NHL fans around the world are getting more and more familiar with NHL player hockey cards that mix interesting stats. See the following example made by Andy & Rono.
As Andy & Rono are stating on the card in the bottom right corner, making such cards is possible thanks to data provided by multiple sources. When checking cards like the one above and practicing data analysis with different data sets I always asked myself:
Which stat is the most impactful on the game? And which one is complicated to interpret?
I decided to search that area a bit with the 2021/22 5v5 regular season NHL player data. For that I used two different data sets (fantastic Corey Sznajder´s transitional data and data from Natural Stat Trick) and I built a multiple regression model with a following logic:
I did not include any shot attempt data or offensive pass data to remove events that are directly connected to xG model build ups. After checking for correlations among independent variables and optimizing for variable selection these are two models I came up with, one for defenders and one for forwards.
The model for defenders:
The model for defenders consists of only three independent variables (with p value under 0.05). Team pts% (or team strength) overshadows everything else in terms of what creates xG impact of a defender. Also percentual success on zone exits has its own significance and share of denied entries against is the last variable used that remain significant. What more does this tell us?
a) Strength of a player´s team is paramount (highest t value) for his xG control compared to his transitional stats.
b) Still it is a defensive blueline control (both moving the puck forward and denials of opponent´s entries) that impacts xG control for defenders.
c) Also quality (in form of percentages) is more significant than quantity (per 60 rates) when it comes to moving the puck across defensive zone blueline.
d) Lastly, zone entry stats (even though their success correlates positively to xGF%) nor offensive zone start percentage did not prove its significance in the model.
The model for forwards:
There are seven independent variables selected that prove to be significant (p value under 0.05) and that make the best performing model. Let´s summarize the findings in following statements:
a) Unsuprisingly and again, team strength (team pts%) is the most significant variable in the model.
b) Carries/60 are the leading transitional stat for forwards in terms of impact on xG control.
c) Contextual variable of a share of offensive zone starts is another significant variable.
d) Other four variables prove to be siginificant (p value under 0.05) in the model although with lesser impact. Among these four there are Successful exit percentage, Pressures/60, Recoveries/60 and Successful retrieval percentage.
Main takeaways are summarized here:
- Team strength impacts player´s xG control much more than any transitional stat recorded.
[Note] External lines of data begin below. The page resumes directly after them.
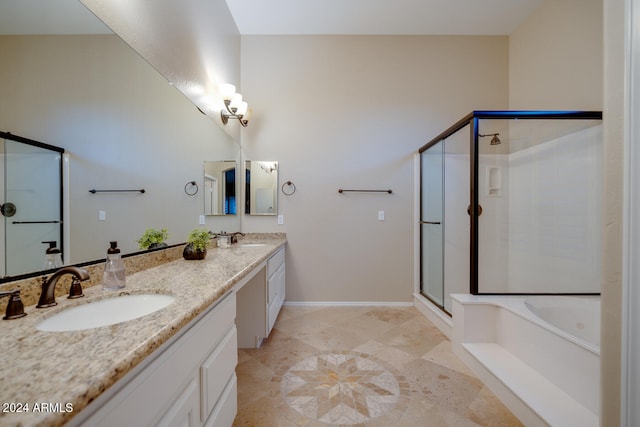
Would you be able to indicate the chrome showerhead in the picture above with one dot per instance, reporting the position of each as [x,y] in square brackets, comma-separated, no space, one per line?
[495,140]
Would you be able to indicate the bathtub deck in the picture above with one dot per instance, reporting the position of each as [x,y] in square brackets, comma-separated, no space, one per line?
[552,405]
[544,378]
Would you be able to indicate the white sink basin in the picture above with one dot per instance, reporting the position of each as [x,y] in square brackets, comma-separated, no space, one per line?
[105,312]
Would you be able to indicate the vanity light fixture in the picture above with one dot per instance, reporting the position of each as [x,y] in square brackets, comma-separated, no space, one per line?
[235,107]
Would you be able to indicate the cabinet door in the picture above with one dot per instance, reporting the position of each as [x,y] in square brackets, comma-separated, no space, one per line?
[276,286]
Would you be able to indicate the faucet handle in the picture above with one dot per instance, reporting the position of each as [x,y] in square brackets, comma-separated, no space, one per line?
[15,308]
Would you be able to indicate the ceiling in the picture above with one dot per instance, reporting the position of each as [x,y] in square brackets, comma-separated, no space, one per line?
[281,17]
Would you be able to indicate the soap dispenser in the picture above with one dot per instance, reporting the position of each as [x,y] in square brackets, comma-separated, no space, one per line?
[114,275]
[53,259]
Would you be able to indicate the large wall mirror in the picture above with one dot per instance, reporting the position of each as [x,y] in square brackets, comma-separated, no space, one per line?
[261,188]
[220,188]
[121,124]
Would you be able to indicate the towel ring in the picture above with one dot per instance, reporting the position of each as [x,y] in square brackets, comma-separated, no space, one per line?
[193,192]
[291,190]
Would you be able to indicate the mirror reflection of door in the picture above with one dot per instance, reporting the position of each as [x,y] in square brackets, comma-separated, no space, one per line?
[220,187]
[31,203]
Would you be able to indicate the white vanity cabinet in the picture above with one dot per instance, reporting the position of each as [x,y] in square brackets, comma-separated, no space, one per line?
[192,382]
[275,287]
[260,300]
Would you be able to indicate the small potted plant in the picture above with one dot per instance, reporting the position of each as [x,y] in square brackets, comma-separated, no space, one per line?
[152,239]
[197,243]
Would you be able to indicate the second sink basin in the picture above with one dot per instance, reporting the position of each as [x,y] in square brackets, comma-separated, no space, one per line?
[105,312]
It is very important to look at team strength adjusted or relative xG values when comparing players on different teams!
- Defenders impact their xG values by managing their own blueline in both direction. Also it is more about the quality of exits and denials than quantity.
- Forwards impact their xG values mostly by carries/60. For them, it is about quantity of their carry-in entries. Other transitional stats impact their xG control, mostly those recorded in the offensive zone.